No more “freeloaders” in clinical development?

While “America First” is a rallying cry for supporters of President Donald Trump, one thing they don’t want to be first in is prescription drug pricing. Following up on last week’s proposal to mandate the displaying drug pricing in TV ads, the US President took aim at the pharmaceutical industry for charging more in the States as compared to other industrialized nations. He criticized those countries for freeloading on the US’s inflated prices saying, the “American middle class is effectively funding virtually all drug research and development for the entire planet.” To address this, the Department of Health and Human Services released a proposal that would tie Medicare Part B payments for medicines to the levels that other nations pay. HHS Secretary Alex Azar did note this could cause companies to stop selling some drugs in other countries… probably not a big concern for the America First crowd.

Show me the drug money

While any DTC drug commercial will likely include shots of people happily hiking and a list of side effects longer than the symptoms of the disease it’s curing, one thing you won’t see advertised is the price of the prescription. New federal policy could change that for drugs covered under Medicare and Medicaid, forcing companies to disclose list prices in TV advertisements.
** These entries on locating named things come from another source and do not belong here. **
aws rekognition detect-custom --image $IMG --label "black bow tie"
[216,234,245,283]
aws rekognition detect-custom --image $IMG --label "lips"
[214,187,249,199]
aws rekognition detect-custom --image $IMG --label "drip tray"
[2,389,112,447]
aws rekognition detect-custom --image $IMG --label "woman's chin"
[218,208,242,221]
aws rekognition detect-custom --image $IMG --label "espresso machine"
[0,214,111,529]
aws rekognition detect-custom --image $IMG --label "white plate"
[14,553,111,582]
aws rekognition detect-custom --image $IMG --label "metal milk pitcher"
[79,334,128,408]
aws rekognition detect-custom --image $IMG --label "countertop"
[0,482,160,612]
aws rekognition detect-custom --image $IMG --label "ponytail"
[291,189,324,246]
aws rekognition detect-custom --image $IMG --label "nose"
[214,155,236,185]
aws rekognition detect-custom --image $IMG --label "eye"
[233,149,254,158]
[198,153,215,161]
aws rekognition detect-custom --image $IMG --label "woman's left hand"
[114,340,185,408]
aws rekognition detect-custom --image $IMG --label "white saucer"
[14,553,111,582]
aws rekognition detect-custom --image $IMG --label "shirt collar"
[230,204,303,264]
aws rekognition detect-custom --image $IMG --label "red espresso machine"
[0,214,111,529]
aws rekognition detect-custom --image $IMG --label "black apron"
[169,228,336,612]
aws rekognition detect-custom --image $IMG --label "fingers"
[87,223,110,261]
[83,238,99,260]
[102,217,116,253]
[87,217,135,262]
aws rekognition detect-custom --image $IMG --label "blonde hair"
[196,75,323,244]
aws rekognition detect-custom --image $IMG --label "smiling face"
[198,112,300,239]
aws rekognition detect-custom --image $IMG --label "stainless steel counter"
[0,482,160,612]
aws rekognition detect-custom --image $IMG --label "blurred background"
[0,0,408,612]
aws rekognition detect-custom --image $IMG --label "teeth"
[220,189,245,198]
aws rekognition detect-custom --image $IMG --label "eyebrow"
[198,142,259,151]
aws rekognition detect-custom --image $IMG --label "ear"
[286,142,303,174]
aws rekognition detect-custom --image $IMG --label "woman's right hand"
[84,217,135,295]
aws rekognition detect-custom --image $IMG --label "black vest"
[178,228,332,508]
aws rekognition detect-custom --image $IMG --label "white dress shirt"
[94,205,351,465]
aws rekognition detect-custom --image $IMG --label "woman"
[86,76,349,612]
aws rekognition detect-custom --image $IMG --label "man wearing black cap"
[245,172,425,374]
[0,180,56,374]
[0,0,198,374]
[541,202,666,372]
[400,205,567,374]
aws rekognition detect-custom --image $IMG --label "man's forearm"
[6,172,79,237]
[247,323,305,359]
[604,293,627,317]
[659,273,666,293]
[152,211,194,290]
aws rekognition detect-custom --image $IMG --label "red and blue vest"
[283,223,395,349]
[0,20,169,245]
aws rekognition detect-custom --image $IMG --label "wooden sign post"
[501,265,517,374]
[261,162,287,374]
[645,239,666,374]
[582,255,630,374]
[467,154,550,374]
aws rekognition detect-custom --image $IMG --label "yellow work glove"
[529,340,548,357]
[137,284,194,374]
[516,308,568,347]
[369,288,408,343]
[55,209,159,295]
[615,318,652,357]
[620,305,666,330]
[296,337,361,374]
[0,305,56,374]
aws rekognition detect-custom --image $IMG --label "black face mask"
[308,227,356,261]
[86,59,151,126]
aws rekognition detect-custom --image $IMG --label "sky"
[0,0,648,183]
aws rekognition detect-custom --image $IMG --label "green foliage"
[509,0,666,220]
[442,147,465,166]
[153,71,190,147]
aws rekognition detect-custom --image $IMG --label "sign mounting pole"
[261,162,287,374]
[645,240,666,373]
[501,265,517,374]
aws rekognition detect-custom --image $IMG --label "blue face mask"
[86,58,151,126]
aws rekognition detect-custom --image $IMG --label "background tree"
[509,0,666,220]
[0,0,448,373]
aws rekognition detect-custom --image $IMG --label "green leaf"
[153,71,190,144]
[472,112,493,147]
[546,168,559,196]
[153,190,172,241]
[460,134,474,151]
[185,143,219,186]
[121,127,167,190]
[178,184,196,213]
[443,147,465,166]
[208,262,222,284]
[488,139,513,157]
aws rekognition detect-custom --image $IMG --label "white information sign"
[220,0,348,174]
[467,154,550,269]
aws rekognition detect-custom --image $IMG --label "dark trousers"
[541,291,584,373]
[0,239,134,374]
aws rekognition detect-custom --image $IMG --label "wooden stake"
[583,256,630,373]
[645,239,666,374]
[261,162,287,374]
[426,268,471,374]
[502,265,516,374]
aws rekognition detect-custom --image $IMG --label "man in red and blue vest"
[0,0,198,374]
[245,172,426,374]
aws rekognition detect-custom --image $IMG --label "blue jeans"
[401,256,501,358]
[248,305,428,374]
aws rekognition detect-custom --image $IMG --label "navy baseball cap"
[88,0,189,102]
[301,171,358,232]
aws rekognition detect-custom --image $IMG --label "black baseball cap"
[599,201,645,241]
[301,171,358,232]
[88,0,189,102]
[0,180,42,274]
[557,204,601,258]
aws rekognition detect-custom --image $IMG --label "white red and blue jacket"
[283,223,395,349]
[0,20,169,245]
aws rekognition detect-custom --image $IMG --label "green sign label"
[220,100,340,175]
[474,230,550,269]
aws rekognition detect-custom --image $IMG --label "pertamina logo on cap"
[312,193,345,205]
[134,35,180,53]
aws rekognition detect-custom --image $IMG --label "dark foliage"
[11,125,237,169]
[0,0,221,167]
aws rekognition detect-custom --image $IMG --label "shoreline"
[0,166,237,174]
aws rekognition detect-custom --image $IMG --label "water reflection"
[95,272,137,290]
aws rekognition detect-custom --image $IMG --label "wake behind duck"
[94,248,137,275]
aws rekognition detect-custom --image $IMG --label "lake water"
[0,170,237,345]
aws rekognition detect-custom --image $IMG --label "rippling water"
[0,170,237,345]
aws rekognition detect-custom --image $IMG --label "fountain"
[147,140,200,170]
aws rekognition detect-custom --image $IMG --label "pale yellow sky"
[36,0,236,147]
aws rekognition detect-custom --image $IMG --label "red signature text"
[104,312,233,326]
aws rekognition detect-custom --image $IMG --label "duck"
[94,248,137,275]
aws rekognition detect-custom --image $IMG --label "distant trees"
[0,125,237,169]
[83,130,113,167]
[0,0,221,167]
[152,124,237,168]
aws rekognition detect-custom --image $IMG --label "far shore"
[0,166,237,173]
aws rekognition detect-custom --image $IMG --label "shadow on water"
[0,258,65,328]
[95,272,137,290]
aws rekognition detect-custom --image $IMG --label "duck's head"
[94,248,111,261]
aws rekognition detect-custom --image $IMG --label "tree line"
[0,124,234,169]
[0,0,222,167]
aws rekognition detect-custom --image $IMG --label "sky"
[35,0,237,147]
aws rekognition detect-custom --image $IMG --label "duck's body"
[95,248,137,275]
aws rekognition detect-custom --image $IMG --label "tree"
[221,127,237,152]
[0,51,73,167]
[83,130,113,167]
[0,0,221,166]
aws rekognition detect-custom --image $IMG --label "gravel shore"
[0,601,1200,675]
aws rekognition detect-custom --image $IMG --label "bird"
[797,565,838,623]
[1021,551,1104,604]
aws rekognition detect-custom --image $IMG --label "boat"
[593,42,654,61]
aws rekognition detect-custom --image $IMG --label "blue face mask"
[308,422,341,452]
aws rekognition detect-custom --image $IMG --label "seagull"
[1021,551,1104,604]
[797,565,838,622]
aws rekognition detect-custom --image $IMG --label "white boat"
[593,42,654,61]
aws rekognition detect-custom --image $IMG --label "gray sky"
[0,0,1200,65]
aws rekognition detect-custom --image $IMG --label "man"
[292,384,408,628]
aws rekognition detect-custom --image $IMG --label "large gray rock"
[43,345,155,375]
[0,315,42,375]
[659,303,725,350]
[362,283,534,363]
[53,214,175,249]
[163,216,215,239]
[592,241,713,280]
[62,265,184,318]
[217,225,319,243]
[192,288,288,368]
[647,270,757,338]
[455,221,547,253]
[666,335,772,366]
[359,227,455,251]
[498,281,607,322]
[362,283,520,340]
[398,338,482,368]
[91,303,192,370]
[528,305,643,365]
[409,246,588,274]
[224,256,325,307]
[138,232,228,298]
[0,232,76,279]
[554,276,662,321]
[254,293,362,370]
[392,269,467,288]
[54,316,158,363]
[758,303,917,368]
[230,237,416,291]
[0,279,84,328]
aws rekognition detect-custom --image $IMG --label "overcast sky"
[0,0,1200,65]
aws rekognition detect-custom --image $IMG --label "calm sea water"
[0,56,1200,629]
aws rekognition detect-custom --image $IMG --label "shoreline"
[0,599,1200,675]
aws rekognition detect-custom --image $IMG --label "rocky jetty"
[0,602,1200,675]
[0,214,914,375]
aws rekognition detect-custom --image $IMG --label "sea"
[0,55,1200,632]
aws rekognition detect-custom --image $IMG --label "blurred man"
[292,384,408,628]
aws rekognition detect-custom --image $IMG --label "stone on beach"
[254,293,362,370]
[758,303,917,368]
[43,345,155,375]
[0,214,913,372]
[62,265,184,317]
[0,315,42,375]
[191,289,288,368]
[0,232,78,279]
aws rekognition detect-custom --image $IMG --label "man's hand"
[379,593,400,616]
While most patients don’t typically pay the full price for their prescriptions, Health and Human Services Secretary Alex Azar says, “They deserve to know if the drug company has pushed their prices to abusive levels.” PhRMA says their members would be willing to include a link to a website that has pricing information in advertisements, to which Azar pretty much replied, that’s not what I meant.

Aetna mails it in

Sometimes an envelope and poorly thought out patient privacy procedures are all you need for a data breach, as Aetna discovered last summer. The insurance company was, no joke, sending out letters in response to a previous privacy violation, notifying patients who took the HIV preventative PrEP about changes to ordering the medication. So they put this information in an envelope with a nice, oversized window where you can see the patient’s name and a reference to HIV prescriptions. That’s a patient privacy nightmare for any condition, and it’s made worse due to the stigma still surrounding the virus.  Aetna agreed to pay $17M to the patients last Wednesday, which will presumably come in the form of checks with the memo “We’re sorry about telling everyone about your HIV status.”